Washington Reports First WNV Human Case

Ruzanna Harutyunyan's picture

A Klickitat County man in his 50s is Washington’s first person in 2009 with a confirmed case of West Nile virus infection.

Testing at both the state’s Public Health Laboratories in Shoreline and at the federal Centers for Disease Control and Prevention (CDC) confirmed the diagnosis.

State health officials believe the man was infected in Washington. He didn’t travel outside the county during the exposure period, which was in early to mid-July. The man is recovering.

West Nile infection can cause encephalitis (inflammation of the brain) or meningitis (inflammation of the lining of the spinal cord and brain). People over age 50 have the highest risk for serious illness. Younger people can also develop serious complications from the disease, which is fatal in rare cases.

Symptoms may include fever, headache, body aches, neck stiffness, stupor, disorientation, tremors, convulsions, muscle weakness, paralysis, and coma. People with lasting symptoms should contact a health care provider.
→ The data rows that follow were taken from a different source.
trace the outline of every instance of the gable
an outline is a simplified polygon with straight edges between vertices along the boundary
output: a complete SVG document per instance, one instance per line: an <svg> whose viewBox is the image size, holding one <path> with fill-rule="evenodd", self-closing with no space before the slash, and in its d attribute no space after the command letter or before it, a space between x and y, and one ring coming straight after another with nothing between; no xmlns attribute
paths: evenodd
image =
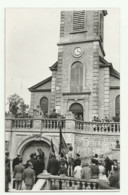
<svg viewBox="0 0 128 195"><path fill-rule="evenodd" d="M31 92L51 91L52 76L29 88Z"/></svg>
<svg viewBox="0 0 128 195"><path fill-rule="evenodd" d="M48 81L47 83L37 87L36 89L51 89L51 81Z"/></svg>
<svg viewBox="0 0 128 195"><path fill-rule="evenodd" d="M120 73L113 68L112 63L107 62L101 56L99 56L99 62L100 62L100 68L109 67L110 75L117 79L120 79Z"/></svg>

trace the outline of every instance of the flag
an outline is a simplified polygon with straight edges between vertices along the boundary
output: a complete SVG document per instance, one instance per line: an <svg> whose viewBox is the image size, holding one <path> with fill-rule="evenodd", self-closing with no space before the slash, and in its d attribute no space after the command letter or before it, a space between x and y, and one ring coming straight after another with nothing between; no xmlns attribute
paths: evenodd
<svg viewBox="0 0 128 195"><path fill-rule="evenodd" d="M65 143L65 140L62 135L62 130L60 128L60 145L59 145L59 154L63 154L64 157L66 157L66 154L68 153L68 147Z"/></svg>
<svg viewBox="0 0 128 195"><path fill-rule="evenodd" d="M50 147L50 153L55 154L54 145L51 139L51 147Z"/></svg>

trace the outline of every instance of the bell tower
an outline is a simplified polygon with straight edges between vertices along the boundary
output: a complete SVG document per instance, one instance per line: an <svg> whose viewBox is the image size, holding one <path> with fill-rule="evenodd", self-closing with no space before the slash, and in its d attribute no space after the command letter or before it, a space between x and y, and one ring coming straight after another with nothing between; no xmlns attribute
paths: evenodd
<svg viewBox="0 0 128 195"><path fill-rule="evenodd" d="M61 12L55 94L61 114L76 103L83 107L85 121L99 116L99 55L105 56L106 15L105 10Z"/></svg>

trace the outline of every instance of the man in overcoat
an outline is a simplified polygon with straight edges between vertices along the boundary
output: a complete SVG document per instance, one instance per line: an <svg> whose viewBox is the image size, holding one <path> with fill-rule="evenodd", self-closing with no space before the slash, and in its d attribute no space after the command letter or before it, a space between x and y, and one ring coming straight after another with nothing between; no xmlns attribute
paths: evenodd
<svg viewBox="0 0 128 195"><path fill-rule="evenodd" d="M22 190L24 166L22 164L22 159L19 159L19 164L15 166L13 178L15 179L15 189Z"/></svg>
<svg viewBox="0 0 128 195"><path fill-rule="evenodd" d="M35 183L35 171L31 162L28 163L28 167L24 170L23 180L26 185L26 190L31 190Z"/></svg>

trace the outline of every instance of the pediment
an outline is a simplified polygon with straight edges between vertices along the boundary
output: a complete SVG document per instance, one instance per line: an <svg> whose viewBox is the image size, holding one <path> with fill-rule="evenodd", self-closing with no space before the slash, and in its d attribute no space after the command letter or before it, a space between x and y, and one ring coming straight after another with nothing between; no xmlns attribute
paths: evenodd
<svg viewBox="0 0 128 195"><path fill-rule="evenodd" d="M32 87L29 88L29 91L31 91L31 92L51 91L51 81L52 81L52 76L37 83L36 85L33 85Z"/></svg>

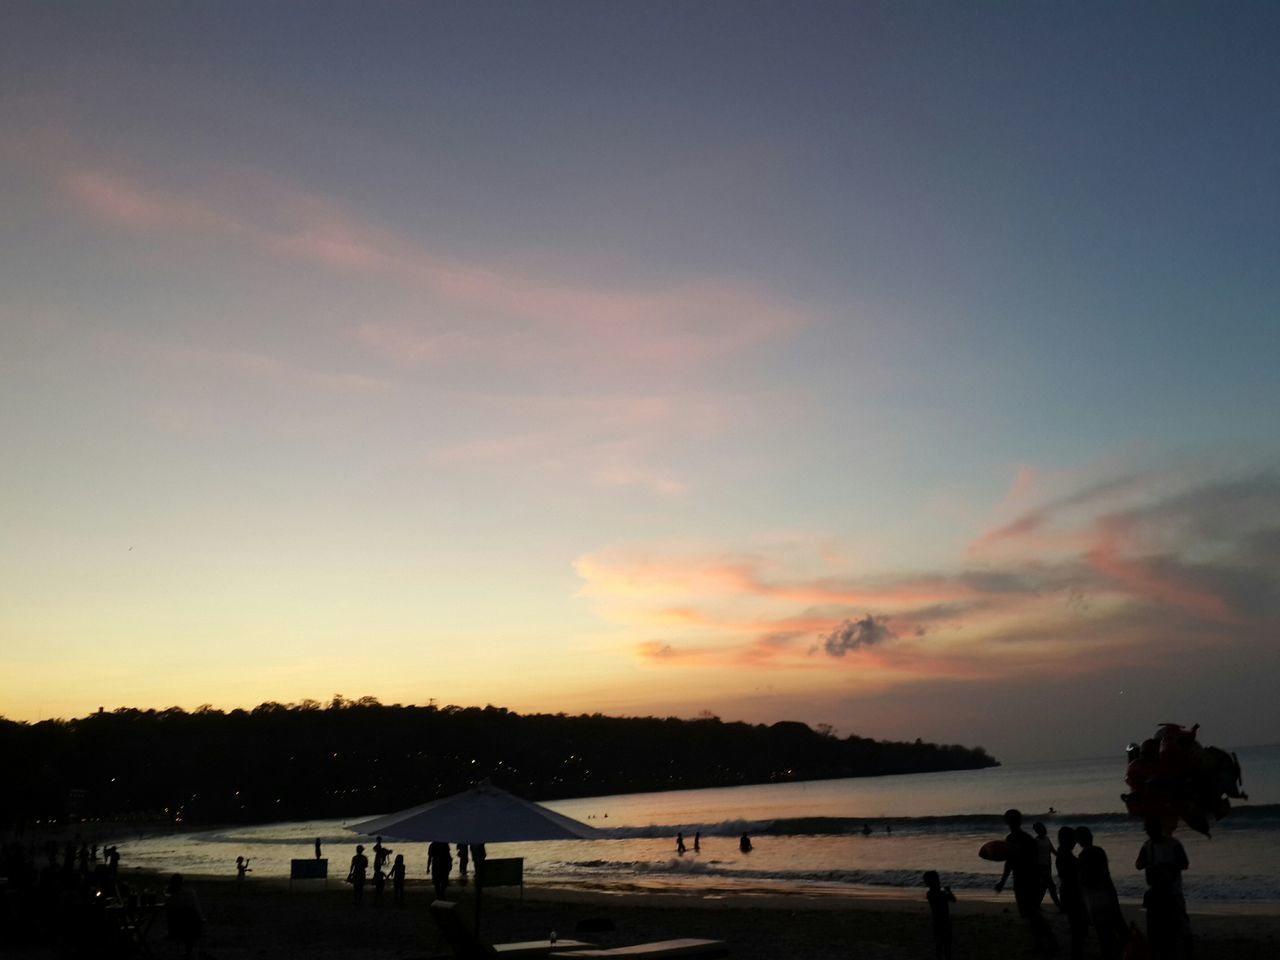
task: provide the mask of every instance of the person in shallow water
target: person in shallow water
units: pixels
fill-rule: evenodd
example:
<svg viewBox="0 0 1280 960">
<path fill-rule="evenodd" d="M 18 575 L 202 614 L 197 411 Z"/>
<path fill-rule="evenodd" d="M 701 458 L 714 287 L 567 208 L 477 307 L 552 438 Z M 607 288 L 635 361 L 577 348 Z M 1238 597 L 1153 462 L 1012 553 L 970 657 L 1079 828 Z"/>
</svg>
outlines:
<svg viewBox="0 0 1280 960">
<path fill-rule="evenodd" d="M 738 841 L 738 849 L 743 853 L 751 852 L 751 838 L 746 833 L 743 833 L 742 839 Z"/>
</svg>

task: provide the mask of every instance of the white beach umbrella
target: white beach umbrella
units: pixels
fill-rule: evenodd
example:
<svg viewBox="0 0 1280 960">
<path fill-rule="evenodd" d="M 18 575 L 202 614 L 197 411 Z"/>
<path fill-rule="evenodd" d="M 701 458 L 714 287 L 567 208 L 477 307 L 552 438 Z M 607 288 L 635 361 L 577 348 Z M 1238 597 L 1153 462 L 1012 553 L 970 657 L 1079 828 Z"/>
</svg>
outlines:
<svg viewBox="0 0 1280 960">
<path fill-rule="evenodd" d="M 444 840 L 449 843 L 515 843 L 525 840 L 596 840 L 594 827 L 522 800 L 490 783 L 398 813 L 347 827 L 367 837 Z"/>
<path fill-rule="evenodd" d="M 366 837 L 440 840 L 468 846 L 528 840 L 596 840 L 603 836 L 594 827 L 541 804 L 522 800 L 488 782 L 443 800 L 350 824 L 347 829 Z M 480 929 L 482 875 L 482 868 L 477 864 L 476 930 Z"/>
</svg>

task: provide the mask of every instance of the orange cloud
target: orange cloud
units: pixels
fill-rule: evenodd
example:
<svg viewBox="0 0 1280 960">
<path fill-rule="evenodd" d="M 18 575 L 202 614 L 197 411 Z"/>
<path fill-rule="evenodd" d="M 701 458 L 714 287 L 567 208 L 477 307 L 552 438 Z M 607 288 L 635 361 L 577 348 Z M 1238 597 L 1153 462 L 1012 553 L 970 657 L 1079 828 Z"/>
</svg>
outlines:
<svg viewBox="0 0 1280 960">
<path fill-rule="evenodd" d="M 623 634 L 645 630 L 648 661 L 670 668 L 820 669 L 896 684 L 1064 677 L 1157 650 L 1217 649 L 1231 642 L 1224 626 L 1245 643 L 1273 635 L 1280 600 L 1260 571 L 1280 562 L 1280 478 L 1142 492 L 1125 478 L 1031 511 L 1000 529 L 1007 549 L 981 568 L 805 578 L 789 575 L 788 559 L 810 565 L 794 551 L 688 546 L 602 551 L 575 567 L 580 595 Z M 825 543 L 814 549 L 830 555 Z"/>
</svg>

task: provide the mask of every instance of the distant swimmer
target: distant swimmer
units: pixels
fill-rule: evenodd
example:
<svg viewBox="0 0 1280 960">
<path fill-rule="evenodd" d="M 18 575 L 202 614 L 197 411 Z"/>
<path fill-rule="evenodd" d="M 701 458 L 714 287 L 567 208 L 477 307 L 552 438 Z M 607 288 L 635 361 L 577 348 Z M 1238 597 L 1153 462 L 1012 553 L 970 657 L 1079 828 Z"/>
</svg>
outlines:
<svg viewBox="0 0 1280 960">
<path fill-rule="evenodd" d="M 869 823 L 864 823 L 864 824 L 862 825 L 862 835 L 863 835 L 864 837 L 869 837 L 869 836 L 871 836 L 871 824 L 869 824 Z"/>
<path fill-rule="evenodd" d="M 738 841 L 738 849 L 743 853 L 751 852 L 751 838 L 745 832 L 742 834 L 742 839 Z"/>
<path fill-rule="evenodd" d="M 684 832 L 677 830 L 676 831 L 676 853 L 683 854 L 684 851 L 685 851 Z"/>
<path fill-rule="evenodd" d="M 702 849 L 702 831 L 695 830 L 693 834 L 693 852 L 697 853 Z"/>
</svg>

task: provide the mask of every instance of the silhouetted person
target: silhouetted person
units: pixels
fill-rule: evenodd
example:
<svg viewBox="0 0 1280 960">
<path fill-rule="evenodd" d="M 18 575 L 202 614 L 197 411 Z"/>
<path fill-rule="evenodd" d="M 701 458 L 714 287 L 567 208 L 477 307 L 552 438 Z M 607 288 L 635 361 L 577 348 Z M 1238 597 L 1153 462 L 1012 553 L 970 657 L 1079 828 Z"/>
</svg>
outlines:
<svg viewBox="0 0 1280 960">
<path fill-rule="evenodd" d="M 116 876 L 120 873 L 120 851 L 112 844 L 103 851 L 107 858 L 107 876 L 114 882 Z"/>
<path fill-rule="evenodd" d="M 373 869 L 375 873 L 382 869 L 390 856 L 391 848 L 382 845 L 381 837 L 375 837 L 373 840 Z"/>
<path fill-rule="evenodd" d="M 404 854 L 397 853 L 391 864 L 391 894 L 396 903 L 404 903 Z"/>
<path fill-rule="evenodd" d="M 738 840 L 738 849 L 743 853 L 751 852 L 751 838 L 744 832 L 741 839 Z"/>
<path fill-rule="evenodd" d="M 680 830 L 677 830 L 676 831 L 676 853 L 683 854 L 684 851 L 685 851 L 684 833 Z"/>
<path fill-rule="evenodd" d="M 320 838 L 316 837 L 316 859 L 320 859 Z"/>
<path fill-rule="evenodd" d="M 1111 881 L 1111 866 L 1107 854 L 1093 843 L 1093 831 L 1088 827 L 1076 827 L 1076 839 L 1080 841 L 1080 891 L 1084 894 L 1089 922 L 1098 934 L 1098 945 L 1104 958 L 1118 957 L 1120 948 L 1129 935 L 1124 914 L 1120 912 L 1120 898 L 1116 885 Z"/>
<path fill-rule="evenodd" d="M 387 884 L 387 875 L 382 872 L 381 867 L 373 868 L 373 903 L 374 906 L 382 906 L 382 890 Z"/>
<path fill-rule="evenodd" d="M 465 843 L 458 844 L 458 875 L 462 878 L 462 885 L 467 884 L 467 845 Z"/>
<path fill-rule="evenodd" d="M 702 849 L 702 831 L 695 830 L 693 833 L 693 852 L 697 853 Z"/>
<path fill-rule="evenodd" d="M 925 899 L 933 920 L 933 951 L 938 960 L 951 960 L 951 904 L 956 902 L 956 895 L 942 885 L 937 870 L 925 871 L 924 885 L 929 888 Z"/>
<path fill-rule="evenodd" d="M 195 950 L 196 941 L 204 933 L 204 914 L 200 911 L 200 901 L 194 890 L 183 885 L 180 873 L 169 878 L 166 894 L 164 912 L 169 939 L 180 943 L 189 957 Z"/>
<path fill-rule="evenodd" d="M 449 889 L 449 871 L 453 869 L 453 855 L 449 844 L 435 840 L 427 846 L 427 865 L 431 868 L 431 882 L 436 888 L 436 899 L 443 900 Z"/>
<path fill-rule="evenodd" d="M 1182 871 L 1190 866 L 1187 851 L 1174 837 L 1166 836 L 1160 821 L 1146 822 L 1147 842 L 1138 851 L 1134 866 L 1146 873 L 1147 942 L 1152 960 L 1179 960 L 1184 955 L 1189 924 L 1187 902 L 1182 895 Z"/>
<path fill-rule="evenodd" d="M 871 824 L 869 824 L 869 823 L 864 823 L 864 824 L 862 825 L 862 835 L 863 835 L 864 837 L 869 837 L 869 836 L 871 836 Z"/>
<path fill-rule="evenodd" d="M 244 875 L 249 872 L 249 861 L 244 857 L 236 857 L 236 893 L 244 887 Z"/>
<path fill-rule="evenodd" d="M 608 814 L 605 814 L 605 816 L 608 816 Z M 483 843 L 473 843 L 473 844 L 471 844 L 471 862 L 472 862 L 472 863 L 474 863 L 474 864 L 476 865 L 476 873 L 477 873 L 477 874 L 479 874 L 479 873 L 480 873 L 480 864 L 484 863 L 484 858 L 485 858 L 485 856 L 486 856 L 486 854 L 485 854 L 485 852 L 484 852 L 484 844 L 483 844 Z"/>
<path fill-rule="evenodd" d="M 359 903 L 364 899 L 364 875 L 369 869 L 369 858 L 364 855 L 364 846 L 356 844 L 356 855 L 351 858 L 351 869 L 347 871 L 347 883 L 351 884 L 351 899 Z"/>
<path fill-rule="evenodd" d="M 1089 936 L 1089 911 L 1085 906 L 1084 892 L 1080 889 L 1080 864 L 1072 852 L 1076 846 L 1076 832 L 1071 827 L 1058 830 L 1058 886 L 1059 903 L 1067 915 L 1071 930 L 1071 960 L 1084 956 L 1084 941 Z"/>
<path fill-rule="evenodd" d="M 1049 831 L 1043 823 L 1037 820 L 1031 825 L 1031 829 L 1036 835 L 1036 864 L 1040 868 L 1040 882 L 1049 891 L 1049 899 L 1053 901 L 1053 905 L 1061 910 L 1062 901 L 1058 899 L 1058 888 L 1053 883 L 1053 855 L 1057 851 L 1053 849 L 1053 841 L 1049 839 Z"/>
<path fill-rule="evenodd" d="M 1004 822 L 1009 827 L 1009 835 L 1005 837 L 1009 853 L 1004 862 L 1004 872 L 996 884 L 996 893 L 1004 890 L 1005 881 L 1012 874 L 1013 899 L 1018 905 L 1018 914 L 1031 927 L 1032 949 L 1052 953 L 1058 946 L 1053 939 L 1053 931 L 1049 929 L 1049 921 L 1040 912 L 1044 887 L 1040 883 L 1040 867 L 1036 862 L 1036 842 L 1022 829 L 1021 811 L 1006 810 Z"/>
</svg>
This case is a reminder of the importance of preventing mosquito bites to avoid West Nile virus infection and other mosquito-borne illnesses. West Nile virus is typically spread to people by mosquito bites. Mosquitoes become infected by feeding on birds that carry the virus.

People can avoid mosquito bites by following a few precautions: be sure that door and window screens are working; stay indoors around dawn and dusk when mosquitoes are most active; and use a mosquito repellent when mosquitoes are active. People involved in extended outdoor activities such as farming, hiking, sports events, or fishing and hunting should be careful to avoid insect bites. Always follow label instructions when using mosquito repellents.

It’s also important to reduce mosquito habitat around the home. Turning over old buckets or cans; emptying water from old tires; and frequently changing water in birdbaths, pet dishes, and water troughs helps eliminate the small puddles of water in which many mosquito larvae grow.

West Nile virus can also affect birds. People may report dead birds online to public health officials.

West Nile virus activity in Washington started earlier this year than in previous years. So far, environmental detections have been made in several counties, mostly in Eastern Washington. This includes 20 horses, eight birds, and 214 mosquito samples. Most mosquito testing this year has taken place on the eastern side of the state. Data is limited about West Nile virus circulation on the western side of the state, where so far the only detection of the season was a dead bird in Mason County.

Washington had three human West Nile infections in 2008, the state’s most active season to that point since monitoring began in 2001.